これって、三国志の赤壁の戦いで曹操軍がとった作戦ですよね。孔明なら火攻めにするところでしょうが、義仲軍に孔明はいなかったようですね。
日食についても、なるほど、劣勢で大将が討ち死にしたうえ、あたりが暗くなったら混乱するでしょうね。
投稿: 高来郡司 | 2012年10月 2日 (火) 02時22分
高来郡司さん、こんにちは~
そうですね。
軍記物の常として軍勢の数と細かな作戦はフィクション性が高いかも知れませんね。
やはり三国志は戦い方のお手本だったのでしょうかね?
投稿: 茶々 | 2012年10月 2日 (火) 13時55分
茶々様、お久しぶりです。
やはり私も赤壁を連想してしまいました。
ところがBS歴史館の「赤壁」では、実際には曹操の水軍はいったん上流に移動して川の流れに沿って下って攻めてきたのだと言ってました。孫権軍のいたところは入り江になっていて、火攻めで混乱した曹操軍はその湾の周辺の渦に巻き込まれて沈んだのだ、と地元の人は考えているようです。

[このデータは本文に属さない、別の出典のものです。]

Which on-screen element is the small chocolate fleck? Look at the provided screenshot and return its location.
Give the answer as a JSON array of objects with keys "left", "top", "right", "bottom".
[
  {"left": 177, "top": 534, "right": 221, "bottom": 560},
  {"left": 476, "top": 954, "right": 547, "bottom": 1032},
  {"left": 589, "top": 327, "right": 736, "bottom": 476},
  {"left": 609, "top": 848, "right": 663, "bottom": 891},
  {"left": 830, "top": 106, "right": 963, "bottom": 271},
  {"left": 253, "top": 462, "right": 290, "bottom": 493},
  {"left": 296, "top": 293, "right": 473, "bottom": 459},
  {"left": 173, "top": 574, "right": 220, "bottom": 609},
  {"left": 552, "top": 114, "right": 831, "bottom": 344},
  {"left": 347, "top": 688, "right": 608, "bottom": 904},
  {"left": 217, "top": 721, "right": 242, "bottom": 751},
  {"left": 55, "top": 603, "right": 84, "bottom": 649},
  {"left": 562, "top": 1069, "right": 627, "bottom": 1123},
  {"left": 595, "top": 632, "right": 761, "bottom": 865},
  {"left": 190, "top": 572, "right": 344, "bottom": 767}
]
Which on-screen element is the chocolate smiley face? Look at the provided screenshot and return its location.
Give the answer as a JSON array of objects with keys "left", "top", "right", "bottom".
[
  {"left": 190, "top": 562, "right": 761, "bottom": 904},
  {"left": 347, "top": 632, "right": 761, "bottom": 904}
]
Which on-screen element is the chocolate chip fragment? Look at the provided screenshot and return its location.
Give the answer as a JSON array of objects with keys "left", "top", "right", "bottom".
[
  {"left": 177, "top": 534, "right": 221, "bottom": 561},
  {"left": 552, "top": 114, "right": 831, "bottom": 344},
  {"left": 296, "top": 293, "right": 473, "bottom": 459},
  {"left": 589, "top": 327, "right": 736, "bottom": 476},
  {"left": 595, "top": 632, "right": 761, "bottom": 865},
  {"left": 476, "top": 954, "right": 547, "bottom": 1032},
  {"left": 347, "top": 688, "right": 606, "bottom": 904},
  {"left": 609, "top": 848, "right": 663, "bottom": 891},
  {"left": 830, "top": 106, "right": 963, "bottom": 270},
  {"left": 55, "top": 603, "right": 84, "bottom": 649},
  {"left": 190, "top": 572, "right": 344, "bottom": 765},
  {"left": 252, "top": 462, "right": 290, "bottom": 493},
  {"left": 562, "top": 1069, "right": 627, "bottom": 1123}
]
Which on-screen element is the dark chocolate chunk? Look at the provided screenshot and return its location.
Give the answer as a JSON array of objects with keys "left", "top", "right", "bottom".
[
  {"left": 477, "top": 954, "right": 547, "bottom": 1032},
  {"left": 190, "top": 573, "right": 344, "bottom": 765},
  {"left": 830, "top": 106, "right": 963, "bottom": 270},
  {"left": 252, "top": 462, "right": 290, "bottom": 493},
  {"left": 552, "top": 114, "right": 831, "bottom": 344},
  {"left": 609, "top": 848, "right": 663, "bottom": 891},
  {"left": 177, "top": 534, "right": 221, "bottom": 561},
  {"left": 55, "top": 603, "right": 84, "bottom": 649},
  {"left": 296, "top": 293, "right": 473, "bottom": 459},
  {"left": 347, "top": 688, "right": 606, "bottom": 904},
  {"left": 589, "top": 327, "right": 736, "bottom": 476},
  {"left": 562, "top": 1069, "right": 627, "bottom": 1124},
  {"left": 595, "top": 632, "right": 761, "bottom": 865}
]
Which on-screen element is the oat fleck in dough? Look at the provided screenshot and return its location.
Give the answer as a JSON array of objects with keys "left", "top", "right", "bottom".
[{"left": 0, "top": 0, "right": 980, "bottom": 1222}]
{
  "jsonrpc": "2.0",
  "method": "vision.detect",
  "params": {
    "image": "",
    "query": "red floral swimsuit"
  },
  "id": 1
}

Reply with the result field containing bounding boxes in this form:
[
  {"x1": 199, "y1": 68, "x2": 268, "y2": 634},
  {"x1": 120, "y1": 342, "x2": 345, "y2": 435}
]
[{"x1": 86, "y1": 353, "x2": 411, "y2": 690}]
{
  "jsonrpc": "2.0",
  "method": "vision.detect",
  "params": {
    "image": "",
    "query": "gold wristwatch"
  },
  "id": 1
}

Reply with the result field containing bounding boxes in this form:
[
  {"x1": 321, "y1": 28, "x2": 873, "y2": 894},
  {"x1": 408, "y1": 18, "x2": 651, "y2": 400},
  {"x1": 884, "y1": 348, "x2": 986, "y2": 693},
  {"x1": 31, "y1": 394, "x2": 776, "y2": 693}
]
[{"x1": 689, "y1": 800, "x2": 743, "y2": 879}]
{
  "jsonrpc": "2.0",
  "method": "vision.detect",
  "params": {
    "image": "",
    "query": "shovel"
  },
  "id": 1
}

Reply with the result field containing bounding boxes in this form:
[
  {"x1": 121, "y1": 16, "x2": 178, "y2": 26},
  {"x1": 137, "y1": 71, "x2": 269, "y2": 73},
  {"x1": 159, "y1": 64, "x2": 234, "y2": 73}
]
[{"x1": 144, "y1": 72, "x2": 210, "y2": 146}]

平家軍を火攻めにするには、風上か、潮の流れの上流から近づかないとダメだから地元の人を抱きこむか陰陽術で風向きを変えなければならないでしょう。
5月21日の日食で薄ら寒くなったような気がしましたが、曇りだったのでよく分かりませんでした。雲が厚ければ欠けた太陽がなんとか見えたかもしれません。
また、日食のとき小さな穴を通した光が太陽の形になるので、木漏れ日が金環日食だとリングになっちゃいます。戦闘中の人々が気がついたかどうか分かりませんが。
義仲がいればちょっと違っていたかもしれませんね。
投稿: りくにす | 2012年10月 3日 (水) 00時28分
りくにすさん、こんにちは~
そうですね。
私は外国の歴史は苦手ですが、三国志も、一般的に知られている「三国志演義」は歴史書というよりは物語に近い物だと聞いた事がありますので、史実を追及するにあたっては、様々な推察が成立つのでしょうね。